The English press covered the story as a “return” of hooliganism, as if the phenomenon had been buried long ago, the front page of the Daily Mail’s sports supplement screaming “Back in the Dark Ages”. As anyone versed in the notorious history of England’s traveling support will know, this was disingenuous. Violence has been a part of the landscape ever since large numbers of Englishmen began following the team abroad in the '80s: Sardinia in the 1990 World Cup, Marseille in the 1998 World Cup, Algarve during the 2004 Euro, and so on. Likewise, the specialists who have worriedly tracked the emergence of novel forms of hooliganism in Russia, animated in certain instances by far-right ultranationalists who circulate in Vladimir Putin’s orbit, were little surprised by the eruption of highly-trained and exceptionally violent Russians bent on creating havoc in France. Before the tournament, Russian police neglected to share much information about problem supporters with the French police services charged with monitoring hooliganism (a source within the French police told Le Monde that the Russians provided a watch list counting only 40 people; in comparison, Switzerland communicated 20 times as many names). The Kremlin even formally protested the arrest of Russian nationals involved in the fighting, arguing they had been provoked. All troubling evidence that Russia’s long geopolitical hand casts one of the shadows darkening football today. For fans planning to travel to Russia for the World Cup in 2018, have a nice trip.

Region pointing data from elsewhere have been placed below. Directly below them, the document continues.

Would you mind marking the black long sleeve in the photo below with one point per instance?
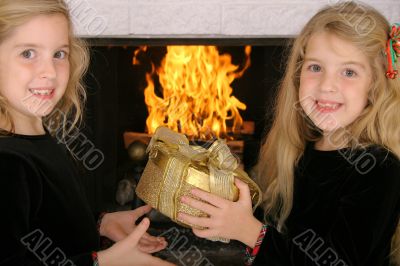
(345, 211)
(45, 217)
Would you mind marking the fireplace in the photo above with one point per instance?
(116, 106)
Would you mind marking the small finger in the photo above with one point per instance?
(244, 190)
(199, 221)
(202, 206)
(139, 212)
(139, 231)
(208, 197)
(204, 233)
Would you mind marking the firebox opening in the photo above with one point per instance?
(116, 102)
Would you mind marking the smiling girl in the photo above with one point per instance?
(330, 165)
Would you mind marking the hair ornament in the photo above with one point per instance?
(393, 51)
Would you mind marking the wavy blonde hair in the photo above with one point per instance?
(378, 124)
(14, 13)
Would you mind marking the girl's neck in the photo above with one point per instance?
(24, 127)
(332, 141)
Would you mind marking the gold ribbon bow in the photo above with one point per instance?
(193, 164)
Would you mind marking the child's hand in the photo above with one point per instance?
(233, 220)
(118, 225)
(127, 253)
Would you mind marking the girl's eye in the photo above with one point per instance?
(349, 73)
(60, 55)
(28, 54)
(314, 68)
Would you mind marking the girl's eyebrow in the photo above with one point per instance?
(33, 45)
(355, 63)
(344, 63)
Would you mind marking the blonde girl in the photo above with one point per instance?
(45, 218)
(329, 167)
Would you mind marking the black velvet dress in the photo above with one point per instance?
(345, 211)
(45, 218)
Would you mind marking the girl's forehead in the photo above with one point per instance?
(327, 42)
(42, 29)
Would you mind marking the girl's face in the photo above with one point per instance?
(34, 67)
(334, 82)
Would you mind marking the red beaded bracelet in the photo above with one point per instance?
(95, 259)
(99, 221)
(252, 253)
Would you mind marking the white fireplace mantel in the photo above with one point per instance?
(202, 18)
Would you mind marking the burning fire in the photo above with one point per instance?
(196, 92)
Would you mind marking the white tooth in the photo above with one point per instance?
(41, 92)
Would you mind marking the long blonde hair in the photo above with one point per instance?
(14, 13)
(378, 124)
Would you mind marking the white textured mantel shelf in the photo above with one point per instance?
(202, 18)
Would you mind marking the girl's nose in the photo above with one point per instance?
(328, 83)
(48, 69)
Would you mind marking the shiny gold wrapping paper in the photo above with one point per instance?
(175, 167)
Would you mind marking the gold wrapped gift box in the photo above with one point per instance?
(175, 167)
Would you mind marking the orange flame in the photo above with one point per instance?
(196, 92)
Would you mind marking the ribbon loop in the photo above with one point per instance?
(393, 51)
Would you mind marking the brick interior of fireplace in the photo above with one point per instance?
(116, 105)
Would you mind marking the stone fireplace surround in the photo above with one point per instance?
(202, 18)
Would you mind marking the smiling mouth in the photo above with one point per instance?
(42, 92)
(327, 107)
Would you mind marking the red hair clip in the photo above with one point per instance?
(393, 50)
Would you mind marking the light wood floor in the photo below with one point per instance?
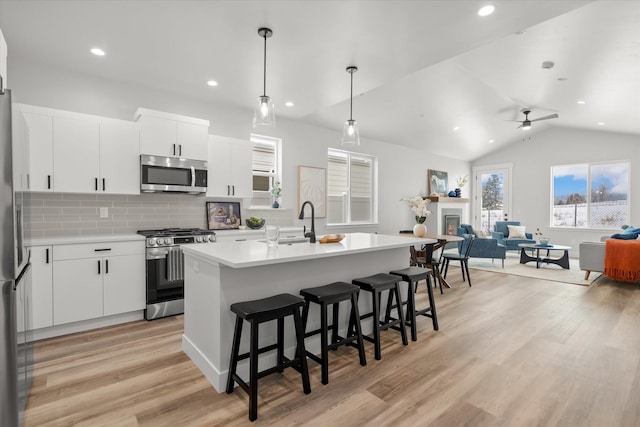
(511, 351)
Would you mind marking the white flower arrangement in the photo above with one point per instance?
(418, 207)
(462, 181)
(276, 190)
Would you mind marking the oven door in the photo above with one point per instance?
(165, 274)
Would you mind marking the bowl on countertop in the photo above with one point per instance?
(255, 224)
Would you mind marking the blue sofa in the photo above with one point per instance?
(501, 233)
(482, 247)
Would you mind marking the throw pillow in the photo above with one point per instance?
(517, 231)
(625, 236)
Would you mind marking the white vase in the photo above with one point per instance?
(419, 230)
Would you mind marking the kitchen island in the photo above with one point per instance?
(218, 275)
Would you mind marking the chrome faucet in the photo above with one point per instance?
(311, 234)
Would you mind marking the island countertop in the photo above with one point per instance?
(253, 253)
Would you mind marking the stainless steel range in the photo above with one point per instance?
(165, 268)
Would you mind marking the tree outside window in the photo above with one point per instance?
(590, 195)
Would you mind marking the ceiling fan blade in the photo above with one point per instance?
(550, 116)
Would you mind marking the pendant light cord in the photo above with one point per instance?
(351, 102)
(264, 84)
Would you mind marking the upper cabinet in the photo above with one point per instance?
(229, 167)
(171, 135)
(3, 62)
(79, 153)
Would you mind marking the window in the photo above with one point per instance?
(350, 190)
(265, 167)
(594, 195)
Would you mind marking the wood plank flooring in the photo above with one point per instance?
(511, 351)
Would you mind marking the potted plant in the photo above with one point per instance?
(275, 194)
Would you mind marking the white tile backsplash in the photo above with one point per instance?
(72, 214)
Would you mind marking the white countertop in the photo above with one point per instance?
(67, 240)
(252, 253)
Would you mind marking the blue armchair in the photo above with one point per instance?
(482, 247)
(501, 233)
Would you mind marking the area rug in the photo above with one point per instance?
(546, 271)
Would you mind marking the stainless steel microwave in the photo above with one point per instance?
(172, 175)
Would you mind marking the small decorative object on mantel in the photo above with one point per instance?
(275, 194)
(418, 205)
(461, 181)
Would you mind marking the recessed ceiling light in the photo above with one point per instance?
(486, 10)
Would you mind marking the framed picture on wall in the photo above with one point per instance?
(438, 182)
(312, 186)
(223, 215)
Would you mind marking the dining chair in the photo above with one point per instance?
(462, 257)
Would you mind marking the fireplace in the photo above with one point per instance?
(450, 224)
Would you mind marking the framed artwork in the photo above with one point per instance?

Happily, the tournament returned to the festive norm that has set the Euro apart from other major international sporting events since the '70s. Postwar Europe’s geographical, political, and socioeconomic particularities -- a large number of densely populated countries disposed over a relatively small area, the growth of sizable middle classes with long vacations and disposal income, a dense network of rail and bus lines (and now, low-cost airlines), and the ease with which most Europeans can cross national frontiers have all made it possible for large numbers of supporters to cheer on their teams in person. For the citizens of many of Europe’s smaller nation-states, representing one’s country as a supporter at the Euro has become an especially important means of affirming national identity. To experience hundreds of thousands of Irish and Welsh supporters pacifically celebrating, drinking, and fraternizing is, more than anything else, what makes being in a host country during a Euro so much fun. No one who heard Northern Irish fans sing “Will Grigg’s on Fire” in France this summer will soon forget it.